Regarding Sm110p nodes - Wisc Cluster

131 views
Skip to first unread message

Subitsha Kamal

unread,
Jan 10, 2024, 11:58:32 PM1/10/24
to cloudlab-users
Hi, 

I have started an experiment with two nodes of type sm110p . When I checked the type of NICs that are there, I found this.  

subitsha@node0:~$ lspci | grep Mellanox
0000:51:00.0 Ethernet controller: Mellanox Technologies MT2892 Family [ConnectX-6 Dx]
0000:51:00.1 Ethernet controller: Mellanox Technologies MT2892 Family [ConnectX-6 Dx]
0000:8a:00.0 Ethernet controller: Mellanox Technologies MT2894 Family [ConnectX-6 Lx]
0000:8a:00.1 Ethernet controller: Mellanox Technologies MT2894 Family [ConnectX-6 Lx]

In this screenshot, You can see that only the mlx5_2 that corresponds to the ConnectX-6 Lx is showing as Port Active.

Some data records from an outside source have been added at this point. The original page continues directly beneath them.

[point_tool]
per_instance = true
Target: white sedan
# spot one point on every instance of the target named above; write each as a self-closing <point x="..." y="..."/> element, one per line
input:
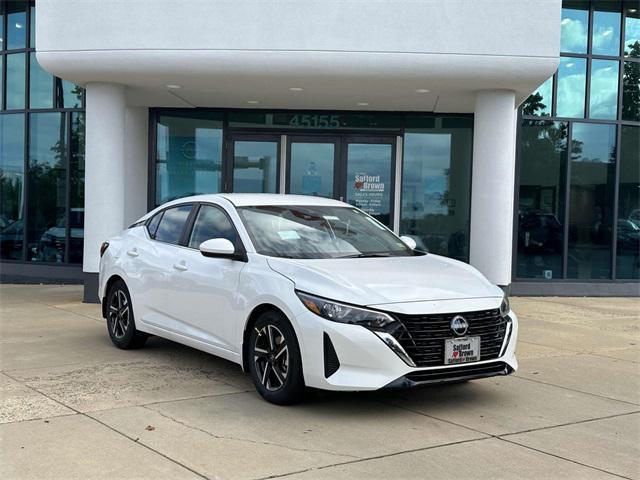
<point x="303" y="292"/>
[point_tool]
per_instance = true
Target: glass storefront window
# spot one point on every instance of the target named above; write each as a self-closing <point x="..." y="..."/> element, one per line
<point x="591" y="201"/>
<point x="40" y="85"/>
<point x="605" y="38"/>
<point x="16" y="73"/>
<point x="540" y="102"/>
<point x="189" y="155"/>
<point x="632" y="33"/>
<point x="76" y="188"/>
<point x="628" y="241"/>
<point x="11" y="186"/>
<point x="571" y="87"/>
<point x="631" y="91"/>
<point x="369" y="174"/>
<point x="312" y="168"/>
<point x="541" y="199"/>
<point x="47" y="222"/>
<point x="603" y="96"/>
<point x="436" y="186"/>
<point x="16" y="24"/>
<point x="574" y="27"/>
<point x="255" y="166"/>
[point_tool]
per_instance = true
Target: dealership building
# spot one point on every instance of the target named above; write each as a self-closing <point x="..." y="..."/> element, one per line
<point x="502" y="133"/>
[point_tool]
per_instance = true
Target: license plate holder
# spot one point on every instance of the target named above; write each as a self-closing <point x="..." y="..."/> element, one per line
<point x="461" y="350"/>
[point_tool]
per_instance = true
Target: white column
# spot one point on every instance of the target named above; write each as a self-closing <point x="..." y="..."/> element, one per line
<point x="104" y="168"/>
<point x="136" y="166"/>
<point x="493" y="182"/>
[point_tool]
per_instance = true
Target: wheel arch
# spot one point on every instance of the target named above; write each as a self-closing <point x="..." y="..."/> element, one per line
<point x="112" y="279"/>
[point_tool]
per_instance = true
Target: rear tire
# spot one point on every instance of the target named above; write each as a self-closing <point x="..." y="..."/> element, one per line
<point x="121" y="324"/>
<point x="274" y="360"/>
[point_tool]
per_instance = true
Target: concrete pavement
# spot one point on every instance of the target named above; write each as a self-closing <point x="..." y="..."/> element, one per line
<point x="72" y="406"/>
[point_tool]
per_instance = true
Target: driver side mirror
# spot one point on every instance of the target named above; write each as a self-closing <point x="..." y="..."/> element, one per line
<point x="409" y="242"/>
<point x="221" y="248"/>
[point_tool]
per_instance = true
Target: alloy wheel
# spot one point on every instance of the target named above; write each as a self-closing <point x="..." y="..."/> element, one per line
<point x="271" y="357"/>
<point x="119" y="314"/>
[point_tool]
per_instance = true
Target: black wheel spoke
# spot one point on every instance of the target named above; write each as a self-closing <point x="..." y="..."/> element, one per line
<point x="271" y="357"/>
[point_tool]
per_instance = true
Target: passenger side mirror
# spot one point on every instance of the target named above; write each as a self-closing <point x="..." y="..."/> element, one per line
<point x="409" y="242"/>
<point x="218" y="248"/>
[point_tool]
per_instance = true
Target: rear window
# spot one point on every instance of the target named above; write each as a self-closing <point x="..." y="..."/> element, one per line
<point x="172" y="224"/>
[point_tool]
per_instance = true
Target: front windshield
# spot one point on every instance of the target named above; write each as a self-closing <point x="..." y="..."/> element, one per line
<point x="319" y="232"/>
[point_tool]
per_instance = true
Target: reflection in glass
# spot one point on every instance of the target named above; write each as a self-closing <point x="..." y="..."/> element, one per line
<point x="255" y="166"/>
<point x="591" y="200"/>
<point x="436" y="185"/>
<point x="76" y="188"/>
<point x="606" y="33"/>
<point x="312" y="168"/>
<point x="573" y="29"/>
<point x="628" y="241"/>
<point x="189" y="156"/>
<point x="632" y="33"/>
<point x="47" y="223"/>
<point x="631" y="92"/>
<point x="571" y="87"/>
<point x="540" y="101"/>
<point x="369" y="179"/>
<point x="603" y="96"/>
<point x="40" y="85"/>
<point x="11" y="186"/>
<point x="16" y="24"/>
<point x="15" y="80"/>
<point x="541" y="199"/>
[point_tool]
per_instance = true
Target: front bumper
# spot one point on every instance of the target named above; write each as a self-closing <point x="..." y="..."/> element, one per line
<point x="367" y="363"/>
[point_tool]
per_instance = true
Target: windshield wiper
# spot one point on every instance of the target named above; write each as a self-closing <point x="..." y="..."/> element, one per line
<point x="365" y="255"/>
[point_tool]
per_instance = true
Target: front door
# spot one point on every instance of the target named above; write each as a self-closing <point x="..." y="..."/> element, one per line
<point x="359" y="170"/>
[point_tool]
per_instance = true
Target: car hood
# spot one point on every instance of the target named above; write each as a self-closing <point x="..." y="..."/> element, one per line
<point x="377" y="281"/>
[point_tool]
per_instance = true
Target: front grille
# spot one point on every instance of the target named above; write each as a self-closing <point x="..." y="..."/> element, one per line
<point x="460" y="372"/>
<point x="423" y="336"/>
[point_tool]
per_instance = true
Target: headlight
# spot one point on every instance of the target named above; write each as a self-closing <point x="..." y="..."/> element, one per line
<point x="504" y="307"/>
<point x="339" y="312"/>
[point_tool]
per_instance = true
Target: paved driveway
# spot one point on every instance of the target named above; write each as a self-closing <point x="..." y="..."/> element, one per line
<point x="73" y="406"/>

All the others show Port DOWN
However in the CloudLab Hardware Page it is mentioned that for the sm110p nodes, Dual-port Mellanox ConnectX-6 LX 25Gb NIC (not available for experiment use) and that the Dual-port Mellanox ConnectX-6 DX 100Gb NIC (both ports available for experiment use) is available for use.   Refer here . The PSID of the ConnectX-6 Lx that shows port active  is DEL0000000031 and I am suspecting that is the reason why I am unable to do a IPSEC Crypto offload as the settings show as below . Hence I would like to know how I can make use of the ConnectX-6 Dx versions . I dont know why the ports are down for the Dx versions. Kindly help me out with this. 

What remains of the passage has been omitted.